Is rehabilitation possible?
Yes, generally from the age of 3, unless the disorder is detected long before (as in the case of a genetic disease) and if it is a sensory or mental disorder.
In this case, rehabilitation falls under the field of early education. The speech therapist will work on communication and language through games.
From the age of 3, speech therapy may be recommended. The number of sessions is determined according to the balance sheet.
For an isolated disorder, ten sessions, half an hour per week, are in principle necessary at a schoolchild in the great section of kindergarten.

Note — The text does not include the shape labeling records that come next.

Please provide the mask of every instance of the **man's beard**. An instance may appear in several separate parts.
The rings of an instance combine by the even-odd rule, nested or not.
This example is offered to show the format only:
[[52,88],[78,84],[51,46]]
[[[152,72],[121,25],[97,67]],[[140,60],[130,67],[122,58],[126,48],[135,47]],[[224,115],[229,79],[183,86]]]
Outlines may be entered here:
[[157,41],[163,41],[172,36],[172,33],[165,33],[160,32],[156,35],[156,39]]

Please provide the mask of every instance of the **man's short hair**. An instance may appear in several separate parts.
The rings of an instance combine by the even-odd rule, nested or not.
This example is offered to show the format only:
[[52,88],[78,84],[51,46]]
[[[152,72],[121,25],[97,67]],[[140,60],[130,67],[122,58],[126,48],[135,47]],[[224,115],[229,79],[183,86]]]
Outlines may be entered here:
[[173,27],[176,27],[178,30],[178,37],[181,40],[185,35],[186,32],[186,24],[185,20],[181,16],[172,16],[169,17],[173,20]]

The functional disorders give rise to a follow-up during the learning of the written language, even if it is only to consolidate the assets. Prevention is better than cure !
How is the care going in practice?
The general practitioner begins by prescribing an assessment and generally also a rehabilitation. Then it is the speech therapist who determines the frequency and number of sessions.
When it comes to a joint problem, the rehabilitation is intensive over a short period. For a lexical disorder, the sessions take place in the form of games. The older ones can leave with games or pictures. Most often, parents do not attend the rehabilitation session. But it is important that they are present to accompany and collect their child at the end. The little patient must realize that his parents agree with the speech therapist. They are also there to motivate their child to invest in rehabilitation. From a financial point of view, the sessions are covered 60% by social security and 40% by the mutual.